Estimating the Size of the Adult-Use Marijuana Market
|Jurisdiction||Adult Population||Monthly Adult Use||Estimated Monthly Users||Estimated Annual Sales/User||Market Size
|New York City||6,505,088||8.43%||548,151||$2,080||$1,140.4|
Potential Tax Revenues from Adult-Use Marijuana Sales
When estimating the potential tax revenues from marijuana sales in New York, the Comptroller’s office considered a number of factors, including New York’s existing tax regime for medical marijuana and the established excise taxes on items like cigarettes, beer, and liquor.
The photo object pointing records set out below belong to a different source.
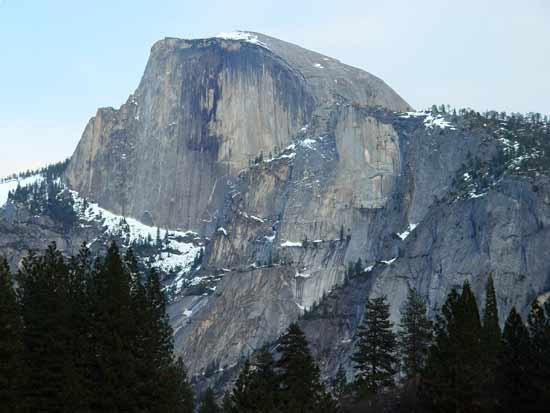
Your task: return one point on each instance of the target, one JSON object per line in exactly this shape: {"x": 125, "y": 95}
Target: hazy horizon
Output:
{"x": 64, "y": 60}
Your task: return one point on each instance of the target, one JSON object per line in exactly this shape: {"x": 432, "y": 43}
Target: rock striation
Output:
{"x": 289, "y": 166}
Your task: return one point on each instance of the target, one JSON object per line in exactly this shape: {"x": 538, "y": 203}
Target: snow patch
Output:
{"x": 431, "y": 121}
{"x": 403, "y": 235}
{"x": 11, "y": 185}
{"x": 301, "y": 275}
{"x": 291, "y": 244}
{"x": 241, "y": 36}
{"x": 179, "y": 255}
{"x": 308, "y": 143}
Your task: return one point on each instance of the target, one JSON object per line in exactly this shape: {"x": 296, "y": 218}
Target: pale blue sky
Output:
{"x": 62, "y": 59}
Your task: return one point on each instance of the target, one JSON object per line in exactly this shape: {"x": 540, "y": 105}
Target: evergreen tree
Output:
{"x": 257, "y": 385}
{"x": 182, "y": 399}
{"x": 46, "y": 338}
{"x": 539, "y": 330}
{"x": 514, "y": 376}
{"x": 208, "y": 403}
{"x": 453, "y": 378}
{"x": 113, "y": 335}
{"x": 415, "y": 335}
{"x": 241, "y": 397}
{"x": 300, "y": 384}
{"x": 375, "y": 356}
{"x": 227, "y": 404}
{"x": 340, "y": 386}
{"x": 10, "y": 343}
{"x": 490, "y": 343}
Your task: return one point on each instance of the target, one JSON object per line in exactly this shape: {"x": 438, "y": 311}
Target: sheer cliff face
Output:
{"x": 203, "y": 110}
{"x": 293, "y": 165}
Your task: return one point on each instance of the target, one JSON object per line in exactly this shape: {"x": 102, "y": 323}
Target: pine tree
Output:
{"x": 208, "y": 403}
{"x": 514, "y": 375}
{"x": 375, "y": 357}
{"x": 227, "y": 404}
{"x": 300, "y": 383}
{"x": 182, "y": 399}
{"x": 453, "y": 378}
{"x": 10, "y": 343}
{"x": 113, "y": 332}
{"x": 415, "y": 335}
{"x": 539, "y": 331}
{"x": 491, "y": 344}
{"x": 43, "y": 284}
{"x": 340, "y": 385}
{"x": 257, "y": 385}
{"x": 241, "y": 397}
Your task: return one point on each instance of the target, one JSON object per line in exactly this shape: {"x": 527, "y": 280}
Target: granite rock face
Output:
{"x": 292, "y": 165}
{"x": 203, "y": 110}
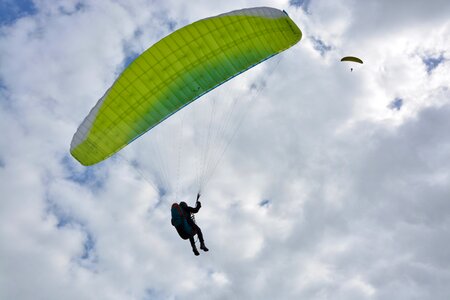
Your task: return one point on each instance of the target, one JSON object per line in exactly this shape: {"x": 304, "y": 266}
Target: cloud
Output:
{"x": 323, "y": 192}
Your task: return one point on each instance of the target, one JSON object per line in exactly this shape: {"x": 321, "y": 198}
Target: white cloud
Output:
{"x": 356, "y": 193}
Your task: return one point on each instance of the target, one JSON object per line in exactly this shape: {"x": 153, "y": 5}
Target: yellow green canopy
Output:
{"x": 175, "y": 71}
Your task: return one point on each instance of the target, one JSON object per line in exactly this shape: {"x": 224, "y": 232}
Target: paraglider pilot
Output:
{"x": 185, "y": 225}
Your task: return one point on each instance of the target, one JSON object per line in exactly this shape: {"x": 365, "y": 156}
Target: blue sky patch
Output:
{"x": 320, "y": 46}
{"x": 12, "y": 10}
{"x": 396, "y": 104}
{"x": 432, "y": 62}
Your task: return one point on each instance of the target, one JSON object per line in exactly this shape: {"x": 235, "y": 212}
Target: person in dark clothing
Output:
{"x": 187, "y": 211}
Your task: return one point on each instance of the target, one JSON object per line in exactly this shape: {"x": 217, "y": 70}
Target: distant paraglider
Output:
{"x": 352, "y": 59}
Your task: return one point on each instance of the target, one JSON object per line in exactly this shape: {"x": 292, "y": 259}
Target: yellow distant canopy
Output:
{"x": 175, "y": 71}
{"x": 352, "y": 58}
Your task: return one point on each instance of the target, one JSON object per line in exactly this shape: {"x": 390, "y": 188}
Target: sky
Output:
{"x": 335, "y": 185}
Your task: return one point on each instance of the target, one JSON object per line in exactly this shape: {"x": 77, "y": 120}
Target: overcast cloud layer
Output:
{"x": 336, "y": 186}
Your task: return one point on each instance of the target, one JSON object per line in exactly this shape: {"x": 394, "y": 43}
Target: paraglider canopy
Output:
{"x": 352, "y": 58}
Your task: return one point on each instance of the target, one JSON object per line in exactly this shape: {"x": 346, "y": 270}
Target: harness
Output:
{"x": 180, "y": 222}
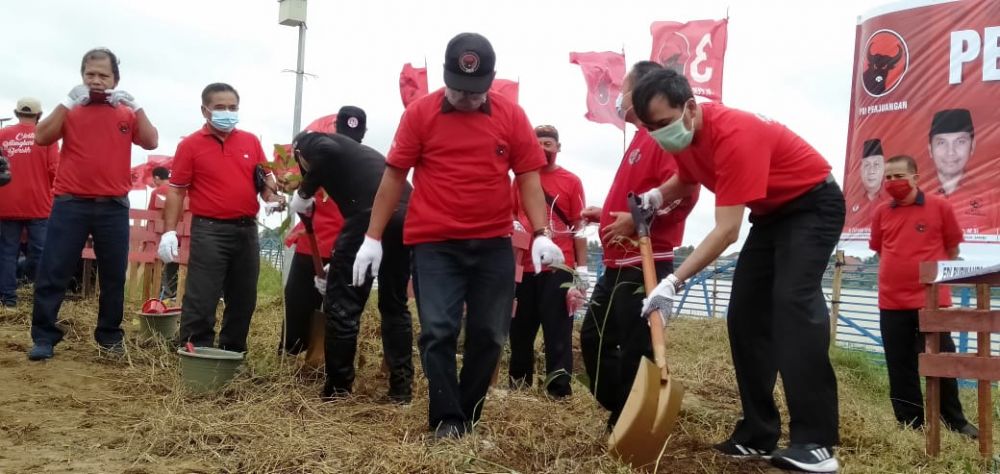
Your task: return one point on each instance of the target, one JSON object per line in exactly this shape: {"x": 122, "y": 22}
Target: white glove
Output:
{"x": 369, "y": 255}
{"x": 545, "y": 252}
{"x": 79, "y": 95}
{"x": 652, "y": 199}
{"x": 168, "y": 247}
{"x": 301, "y": 205}
{"x": 124, "y": 98}
{"x": 662, "y": 298}
{"x": 321, "y": 282}
{"x": 272, "y": 207}
{"x": 583, "y": 278}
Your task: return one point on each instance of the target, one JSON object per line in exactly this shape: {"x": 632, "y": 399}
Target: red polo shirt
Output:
{"x": 33, "y": 167}
{"x": 644, "y": 166}
{"x": 327, "y": 223}
{"x": 461, "y": 161}
{"x": 904, "y": 236}
{"x": 565, "y": 191}
{"x": 96, "y": 158}
{"x": 219, "y": 174}
{"x": 749, "y": 159}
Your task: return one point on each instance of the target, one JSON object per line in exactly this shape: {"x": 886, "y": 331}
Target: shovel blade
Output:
{"x": 647, "y": 419}
{"x": 315, "y": 353}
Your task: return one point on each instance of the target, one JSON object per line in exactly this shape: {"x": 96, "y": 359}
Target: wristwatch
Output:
{"x": 543, "y": 231}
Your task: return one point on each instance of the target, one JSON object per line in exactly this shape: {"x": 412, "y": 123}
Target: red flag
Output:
{"x": 506, "y": 88}
{"x": 326, "y": 124}
{"x": 142, "y": 175}
{"x": 604, "y": 73}
{"x": 412, "y": 83}
{"x": 696, "y": 49}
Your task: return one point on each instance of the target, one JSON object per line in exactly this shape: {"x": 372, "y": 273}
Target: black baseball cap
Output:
{"x": 469, "y": 63}
{"x": 351, "y": 121}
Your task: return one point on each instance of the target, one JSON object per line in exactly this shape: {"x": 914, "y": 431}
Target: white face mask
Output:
{"x": 224, "y": 120}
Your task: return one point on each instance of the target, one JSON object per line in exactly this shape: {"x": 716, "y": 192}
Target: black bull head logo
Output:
{"x": 879, "y": 66}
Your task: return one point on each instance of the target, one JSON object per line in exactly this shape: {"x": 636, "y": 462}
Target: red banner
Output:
{"x": 696, "y": 49}
{"x": 142, "y": 175}
{"x": 926, "y": 84}
{"x": 506, "y": 88}
{"x": 412, "y": 83}
{"x": 604, "y": 73}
The report found:
- A 25% retail excise tax in New York City would generate up to $336 million in tax revenue annually (and as much as $570 million in other New York State localities).
- For New York State, tax revenue is estimated at roughly $436 million annually, combining a 10% retail excise tax together with sales tax at the existing rate of 4%.
Estimated Tax Revenues from Adult-Use Marijuana Sales
|$$ in millions||Market Size||Excise Tax||Sales Tax||Total|
|New York State||$3,111||$311.2||$124.5||$435.7|
|New York City||$1,140||$285.1||$51.3||$336.4|
- The combined maximum excise tax rate of 35% would be roughly equivalent to Washington State’s current marijuana retail excise tax.
Social Benefits and Considerations of Legalizing Marijuana
Along with establishing a new, sustainable stream of revenue, legalizing adult-use marijuana could reduce costs for public safety, help mitigate public health problems related to the opioid crisis, and help drive broader economic and social benefits that will accrue after eliminating a source of harm that has afflicted communities of color for so long.
In 2018, the Marijuana Regulation and Taxation Act was introduced by Sen. Liz Krueger and Assemblywoman Crystal D. Peoples-Stokes. The bill would legalize adult possession, while also creating a process to reclassify past convictions related to marijuana and to re-sentence individuals currently incarcerated as a result of a prior marijuana-related offense.